Il giorno dopo, direzione Valparaíso, verso ovest. Questa città portuale dalle 44 colline colorate è un museo a cielo aperto. I concerti jazz intimi nei bar dall'atmosfera sudamericana valgono il viaggio. È anche l'occasione perfetta per salutare il Pacifico prima di addentrarsi verso il grande sud.
- Trasporto: Autobus dall'aeroporto di Santiago verso il centro (1h), poi autobus verso Valparaíso (1h30)
- Alloggio consigliato: Quartiere Cerro Alegre o Cerro Concepción per l'atmosfera bohémien
Giorni 3-4: Il grande salto verso Puerto Natales

È qui che l'avventura inizia davvero. Volo Santiago → Punta Arenas (circa 3h), poi autobus verso Puerto Natales (3h di strada). Questa cittadina tranquilla incastonata nei fiordi della Patagonia è il campo base per le Torres del Paine.
Approfittate di questi due giorni per:
- Fare i vostri ultimi acquisti di attrezzatura (noleggio tende, fornelli se necessario)
- Confermare le vostre prenotazioni di campeggi e rifugi
- Visitare il piccolo Museo Histórico per comprendere la storia dei primi abitanti
- Acclimatarsi all'altitudine e alle temperature
💡 Consiglio budget: I supermercati di Puerto Natales sono meno cari di quelli all'interno del parco. Fate le vostre provviste qui per risparmiare.
Giorni 5-9: Il trek W a Torres del Paine, il cuore dell'avventura

Il momento clou del nostro viaggio: cinque giorni nel parco Torres del Paine. Il celebre trek W deve il suo nome alla forma del sentiero che serpeggia tra le montagne. È IL trekking emblematico della Patagonia e, onestamente, merita tutta la sua fama.
Perché scegliere il trek W piuttosto che il O?
Il circuito O fa il giro completo del massiccio in 7-8 giorni per 127 km. Magnifico, ma più impegnativo. Il trek W concentra i punti salienti in 4-5 giorni e circa 80 km. Per un viaggio di 15 giorni, è la scelta ottimale.
| Criterio | Trek W | Trek O |
|---|---|---|
| Durata | 4-5 giorni | 7-8 giorni |
| Distanza | ~80 km | ~127 km |
| Difficoltà | Moderata | Difficile |
| Punti forti | Base Torres, Valle Francese, Ghiacciaio Grey | Tutti i punti del W + parte nord selvaggia |
| Prenotazione | Indispensabile, 2-3 mesi prima | Ancora più cruciale |
Il nostro itinerario del trek W (senso Est-Ovest)

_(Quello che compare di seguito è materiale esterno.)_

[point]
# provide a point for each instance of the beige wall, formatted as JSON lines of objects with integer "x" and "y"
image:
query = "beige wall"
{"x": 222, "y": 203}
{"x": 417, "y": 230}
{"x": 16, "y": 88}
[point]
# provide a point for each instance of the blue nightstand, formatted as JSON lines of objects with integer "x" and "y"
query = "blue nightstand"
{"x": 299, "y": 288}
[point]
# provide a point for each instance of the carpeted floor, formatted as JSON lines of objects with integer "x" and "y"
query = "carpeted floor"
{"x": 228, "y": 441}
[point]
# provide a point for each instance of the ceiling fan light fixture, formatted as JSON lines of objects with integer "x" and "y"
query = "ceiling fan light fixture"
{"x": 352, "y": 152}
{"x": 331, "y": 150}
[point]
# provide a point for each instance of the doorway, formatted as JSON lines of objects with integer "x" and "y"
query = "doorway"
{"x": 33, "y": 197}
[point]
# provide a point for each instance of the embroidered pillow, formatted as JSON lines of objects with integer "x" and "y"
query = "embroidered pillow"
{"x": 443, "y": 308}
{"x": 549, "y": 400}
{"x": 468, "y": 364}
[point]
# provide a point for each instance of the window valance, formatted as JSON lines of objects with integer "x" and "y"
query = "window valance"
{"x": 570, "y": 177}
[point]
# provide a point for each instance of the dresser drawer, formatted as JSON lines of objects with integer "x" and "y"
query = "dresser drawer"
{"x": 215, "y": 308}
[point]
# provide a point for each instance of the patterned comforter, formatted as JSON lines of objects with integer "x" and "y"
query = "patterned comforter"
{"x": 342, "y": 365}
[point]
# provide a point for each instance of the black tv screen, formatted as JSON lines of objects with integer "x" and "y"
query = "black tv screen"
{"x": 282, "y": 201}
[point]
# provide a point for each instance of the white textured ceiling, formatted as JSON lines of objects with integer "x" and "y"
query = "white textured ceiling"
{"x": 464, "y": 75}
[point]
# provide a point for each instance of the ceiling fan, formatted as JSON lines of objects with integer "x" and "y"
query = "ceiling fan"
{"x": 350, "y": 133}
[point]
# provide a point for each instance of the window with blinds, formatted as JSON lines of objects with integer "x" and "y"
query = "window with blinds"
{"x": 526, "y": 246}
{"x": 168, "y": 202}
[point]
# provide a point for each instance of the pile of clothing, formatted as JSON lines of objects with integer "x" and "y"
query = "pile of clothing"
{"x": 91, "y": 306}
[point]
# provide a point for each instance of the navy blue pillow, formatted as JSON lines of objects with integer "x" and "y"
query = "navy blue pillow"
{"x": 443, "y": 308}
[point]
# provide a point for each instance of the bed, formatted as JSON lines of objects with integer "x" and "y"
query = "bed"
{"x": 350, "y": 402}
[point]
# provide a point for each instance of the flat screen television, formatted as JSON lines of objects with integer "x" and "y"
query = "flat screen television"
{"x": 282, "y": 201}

Giorno 1: Da Puerto Natales, autobus mattutino (7:00) fino a Laguna Amarga. Trasferimento verso l'inizio del sentiero e salita verso il campeggio Torres Central. 15 km, circa 5 ore di cammino.
Giorno 2: Sveglia prima dell'alba per l'ascesa verso il Mirador Base Torres. Quelle tre torri di granito che si riflettono nel lago all'alba... Mi vengono ancora i brividi a pensarci. Ritorno e trasferimento verso il rifugio Francés. Una giornata intensa!
Giorno 3: Esplorazione della Valle Francese fino al Mirador Británico. È considerato uno dei punti panoramici più belli di tutta la Patagonia cilena. I Cuernos del Paine, queste "corna" di granito, sono assolutamente mozzafiato.
Giorno 4: Direzione rifugio Paine Grande, poi escursione verso il Ghiacciaio Grey. Quell'immensa lingua di ghiaccio azzurrognolo che avanza sul lago... Lo spettacolo degli iceberg che vanno alla deriva è ipnotico.
Giorno 5: Ritorno verso Paine Grande e traversata in traghetto sul lago Pehoé. Autobus di ritorno per Puerto Natales.
⚠️ Prenotazione obbligatoria: Da qualche anno, TUTTI i campeggi e i rifugi devono essere prenotati in anticipo sul sito ufficiale del parco. I posti vanno a ruba in alta stagione. Noi abbiamo prenotato 3 mesi prima e abbiamo dovuto adattare il nostro itinerario in base alle disponibilità. L'ingresso al parco costa circa 30€ a persona.
Incontri che lasciano il segno
Questo parco è di una bellezza mozzafiato e gli incontri con la fauna selvatica sono frequenti. Abbiamo avuto la fortuna di osservare un puma che prendeva il sole a 10 metri da noi! La sera al campeggio, è facile condividere la propria cena con altri escursionisti arrivati da ogni parte del mondo. Questi momenti di convivialità sono parte integrante dell'esperienza.
Giorni 10-11: El Calafate e il ghiacciaio Perito Moreno

Da Puerto Natales, autobus verso El Calafate in Argentina (circa 5 ore con il passaggio di frontiera). Questa cittadina sulle rive del lago Argentino ricorda una stazione sciistica e funge da base per esplorare il Parco Nazionale Los Glaciares.
Il ghiacciaio Perito Moreno non è solo un semplice ammasso di ghiaccio: è un gigante vivente che respira, scricchiola e scolpisce il paesaggio. Questo mostro di 30 km di lunghezza per 5 km di larghezza è uno dei pochi ghiacciai al mondo ancora in avanzamento. Ogni giorno, avanza di 2 metri!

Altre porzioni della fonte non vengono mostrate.